Segundo Ivanildo, as aldeias Tenharim-Marmelos estão protegidas atualmente desde que policiais da Força Nacional de Segurança, Polícia Federal e Militar foram enviados para a reserva.

“Estamos dando um tempo aqui porque a situação continua tensa em Humaitá. Mas e depois, como vamos fazer, como vamos sair? Tem muitos jovens tenharim que fazem faculdade. Há alunos do ensino fundamental e médio. Os índios também trabalham com extrativismo e coleta de produtos como açaí e comercializam os produtos. Não podemos ficar parados aqui”, disse.

Mistério

Segundo as investigações da Polícia Federal, os amigos Stef Pinheiro de Souza, 43, professor, Luciano da Conceição Ferreira Freire, comerciante, partiram de Humaitá em um carro Gol por volta das 6h, do dia 16 de dezembro. No porto da cidade, eles deram carona ao gerente da Eletrobrás Amazonas Energia, Aldeney Ribeiro Salvador.

Os três deveriam viajar até o quilômetro 180 da BR 230 para chegar ao distrito de Santo Antônio do Matupi, em Manicoré, por volta das 9h, onde trabalhava Salvador. Souza e Freire seguiriam para Apuí em viagem de mais cem quilômetros. Mas, desapareceram sem deixar pistas entre um trecho da estrada que fica dentro da Terra Indígena Tenharim. No percurso, os índios tenharim e jiahiu cobram pedágio considerado ilegal.

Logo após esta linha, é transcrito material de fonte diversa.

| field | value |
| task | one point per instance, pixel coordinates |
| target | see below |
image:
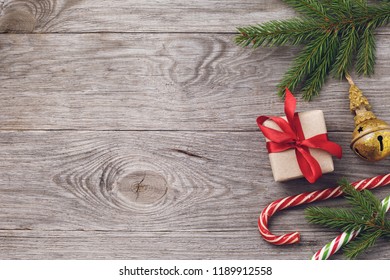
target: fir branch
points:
(342, 219)
(347, 49)
(367, 215)
(307, 62)
(364, 202)
(361, 244)
(365, 59)
(354, 22)
(312, 86)
(278, 33)
(309, 8)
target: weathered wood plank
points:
(158, 82)
(162, 245)
(141, 182)
(136, 15)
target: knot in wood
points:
(142, 187)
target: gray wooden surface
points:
(127, 130)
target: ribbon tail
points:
(321, 142)
(290, 105)
(309, 166)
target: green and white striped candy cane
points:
(344, 238)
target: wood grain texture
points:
(184, 185)
(237, 245)
(178, 82)
(127, 131)
(136, 15)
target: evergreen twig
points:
(335, 33)
(366, 214)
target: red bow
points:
(292, 137)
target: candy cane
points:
(304, 198)
(332, 247)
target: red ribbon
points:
(292, 137)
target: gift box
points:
(298, 145)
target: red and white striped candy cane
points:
(305, 198)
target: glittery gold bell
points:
(371, 137)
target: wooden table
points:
(128, 131)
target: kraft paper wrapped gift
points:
(284, 164)
(299, 145)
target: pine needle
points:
(334, 35)
(366, 214)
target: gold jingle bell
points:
(371, 137)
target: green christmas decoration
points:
(366, 217)
(336, 34)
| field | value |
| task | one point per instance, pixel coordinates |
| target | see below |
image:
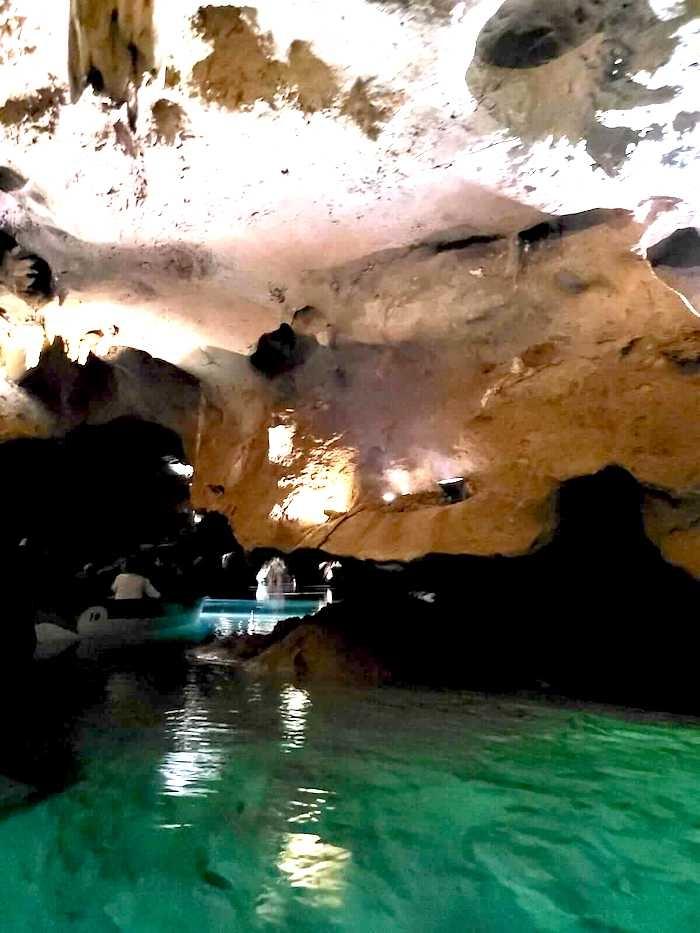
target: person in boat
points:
(130, 584)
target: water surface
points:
(203, 802)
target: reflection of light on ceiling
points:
(325, 485)
(33, 343)
(310, 863)
(79, 325)
(400, 480)
(294, 706)
(280, 443)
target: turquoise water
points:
(204, 803)
(255, 617)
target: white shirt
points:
(133, 586)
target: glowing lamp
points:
(179, 468)
(453, 489)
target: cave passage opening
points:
(78, 505)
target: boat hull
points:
(117, 622)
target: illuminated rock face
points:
(452, 218)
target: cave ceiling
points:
(478, 217)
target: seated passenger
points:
(131, 585)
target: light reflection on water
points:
(194, 765)
(294, 706)
(257, 616)
(210, 803)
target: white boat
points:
(123, 621)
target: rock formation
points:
(466, 248)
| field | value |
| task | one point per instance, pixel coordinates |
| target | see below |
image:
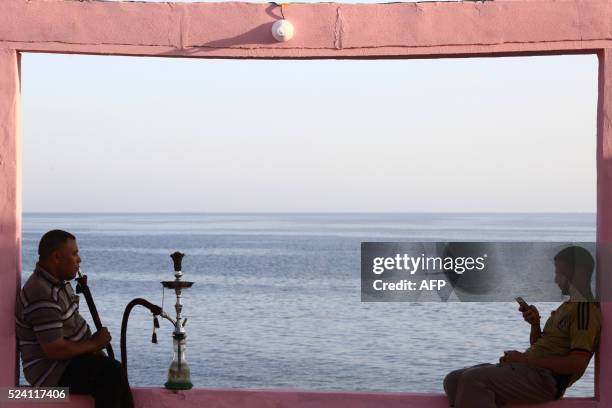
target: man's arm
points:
(532, 316)
(62, 349)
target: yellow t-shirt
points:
(573, 327)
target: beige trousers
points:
(493, 385)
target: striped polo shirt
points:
(46, 309)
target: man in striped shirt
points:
(55, 343)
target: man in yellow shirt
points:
(558, 355)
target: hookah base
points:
(178, 385)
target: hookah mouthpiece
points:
(177, 258)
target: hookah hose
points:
(83, 288)
(156, 310)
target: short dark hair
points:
(576, 258)
(51, 241)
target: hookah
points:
(178, 373)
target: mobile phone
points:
(521, 302)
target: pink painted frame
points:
(325, 30)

Conforme as investigações, quatro policiais militares, que estavam à paisana, viram índios tenharim empurrando o carro Gol por voltas das 10h na região da aldeia Tabocal, que fica no quilômetro 137 da Transamazônica. A Polícia Militar diz que os soldados não estranharam a situação envolvendo os índios porque eles também são proprietários de veículos.

Pressão do agronegócio

Em entrevista ao Amazônia Real, o jornalista e antropólogo Fernando Sebastião, que trabalha com os tenharim há mais de 10 anos, acredita que articuladores dos atos de violência ocorridos em Humaitá são principalmente madeireiros e políticos da região que viram no drama verdadeiro das famílias dos desaparecidos uma oportunidade para cuidar de seus interesses econômicos e políticos.

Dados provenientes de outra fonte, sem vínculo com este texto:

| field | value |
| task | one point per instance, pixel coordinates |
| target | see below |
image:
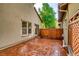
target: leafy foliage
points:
(47, 15)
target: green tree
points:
(47, 15)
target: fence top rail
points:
(75, 21)
(74, 18)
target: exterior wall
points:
(73, 8)
(11, 16)
(65, 28)
(74, 27)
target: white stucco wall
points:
(11, 16)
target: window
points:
(29, 28)
(24, 28)
(36, 28)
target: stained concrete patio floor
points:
(36, 47)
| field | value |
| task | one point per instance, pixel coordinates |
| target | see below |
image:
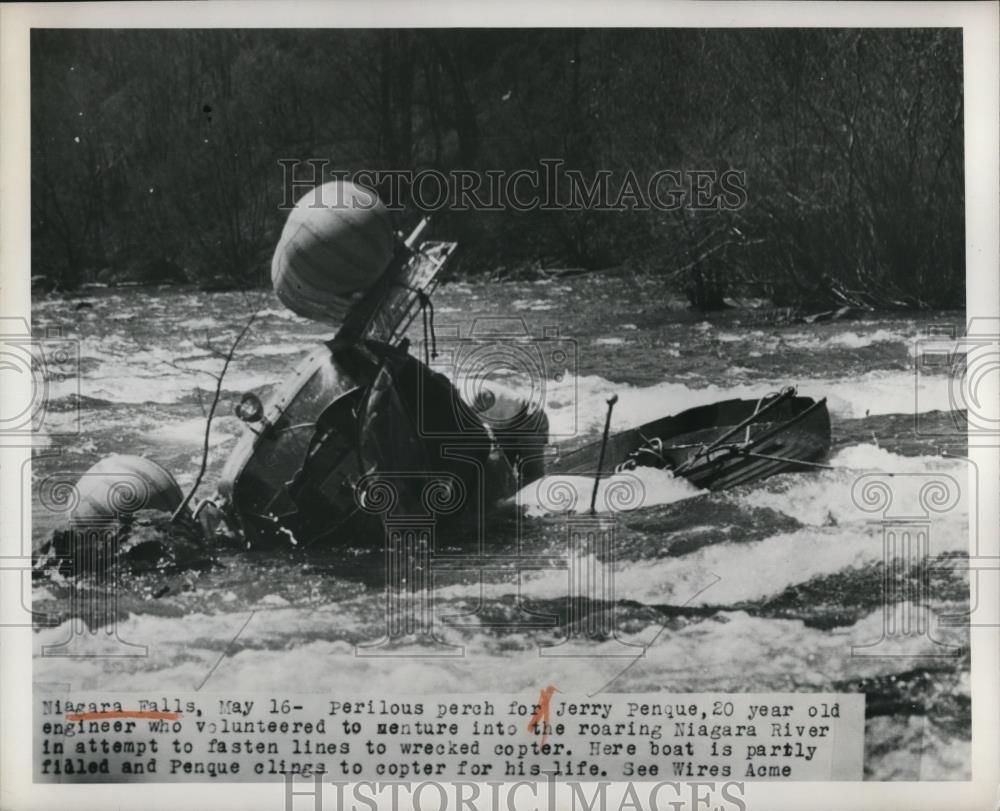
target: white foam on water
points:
(577, 405)
(192, 432)
(865, 475)
(643, 487)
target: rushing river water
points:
(761, 588)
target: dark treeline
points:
(155, 153)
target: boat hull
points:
(701, 445)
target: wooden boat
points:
(717, 446)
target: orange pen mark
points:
(542, 713)
(97, 716)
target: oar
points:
(604, 446)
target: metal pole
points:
(604, 445)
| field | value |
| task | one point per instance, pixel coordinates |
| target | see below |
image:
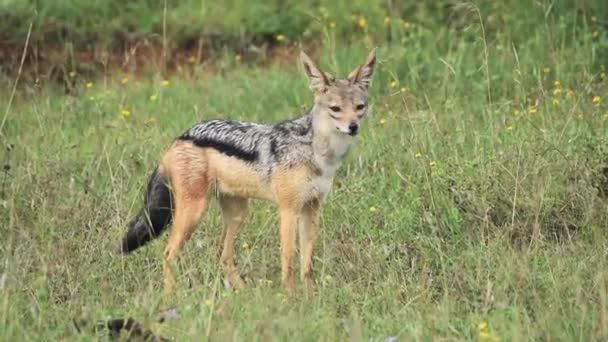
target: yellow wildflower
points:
(362, 22)
(485, 335)
(324, 12)
(569, 94)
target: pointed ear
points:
(317, 79)
(363, 74)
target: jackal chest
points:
(317, 187)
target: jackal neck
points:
(329, 146)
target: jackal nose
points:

Conforme Fernando, a relação dos tenharim sempre foi boa com os moradores de Humaitá, bem como com os pequenos agricultores, que vivem às margens da Transamazônica, com quem se identificam pelo modo de vida, baseado na agricultura de pequena escala, na pesca e na caça.  A relação com os migrantes que chegaram à região vindos do sul do país na década de 70 também é tranquila. O mesmo não se pode dizer das pessoas que chegaram na onda migratória com a nova frente de expansão vinda de Rondônia há quase dez anos.

“Isso alterou um pouco essa relação por conta da mudança no perfil desses migrantes. Ao contrário dos que vieram na primeira onda, não se trata de pequenos produtores, mas sim de latifundiários e pecuaristas, bastante resistente aos contatos com os indígenas da região e inseridos no esquema do agronegócio, que enxergam os índios como um entrave para o que eles julgam ser desenvolvimento”, comentou.